8214 AOKIホールディングスの業績について考察してみた

8214 AOKIホールディングスの業績について考察してみた

PERAGARUアナリスト

沿革

現会長の青木拡憲氏が1958年より個人営業で紳士服の販売を開始。1965年7月株式会社洋服の青木を設立。 1976年8月アオキファッション販売株式会社を設立し、株式会社アニヴェルセルHOLDINGSより7店舗を引き継ぎ、紳士服及び服飾品の販売を開始、1979年に郊外型標準店舗第1号店長野南高田店を開設しチェーン展開を本格化。1985年9月 株式会社アオキインターナショナルに商号変更。1987年4月日本証券業協会に店頭売買銘柄として登録、株式を公開。

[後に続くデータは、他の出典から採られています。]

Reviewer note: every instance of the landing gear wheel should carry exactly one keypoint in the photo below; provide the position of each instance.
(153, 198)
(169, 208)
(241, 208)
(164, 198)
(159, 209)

1989年5月東証二部へ上場。1991年9月東証一部へ上場。1992年2月大証一部へ上場。1998年11月新業態として結婚式場併設の複合施設「アニヴェルセル表参道」を開設。2000年11月メンズ事業の次世代型ニュー・スーツショップ「スーツダイレクト」を開設、後に「ORIHICA(オリヒカ)」へ進化。2006年4月株式会社AOKIホールディングスに商号変更。紳士服で業界2番手のファッション事業を中心に、アニヴェルセル・ブライダル事業、エンターテイメント事業、不動産賃貸事業などを営む。

株主構成

有価証券報告書によると2021年3月末時点の筆頭株主は、株式会社アニヴェルセルHOLDINGSで39.40%を保有。以下、青木家の資産管理会社とみられる株式会社トレイデアーリが5.07%を保有するほか、代表取締役会長の青木拡憲氏、代表取締役副会長の青木寶久氏、代表取締役社長の青木彰宏氏、常務取締役の青木柾允氏、AOKIホールディングス従業員持株会、AOKIホールディングス取引先持株会、信託銀行などが並ぶ。外国人株式保有比率は10%以上20%未満。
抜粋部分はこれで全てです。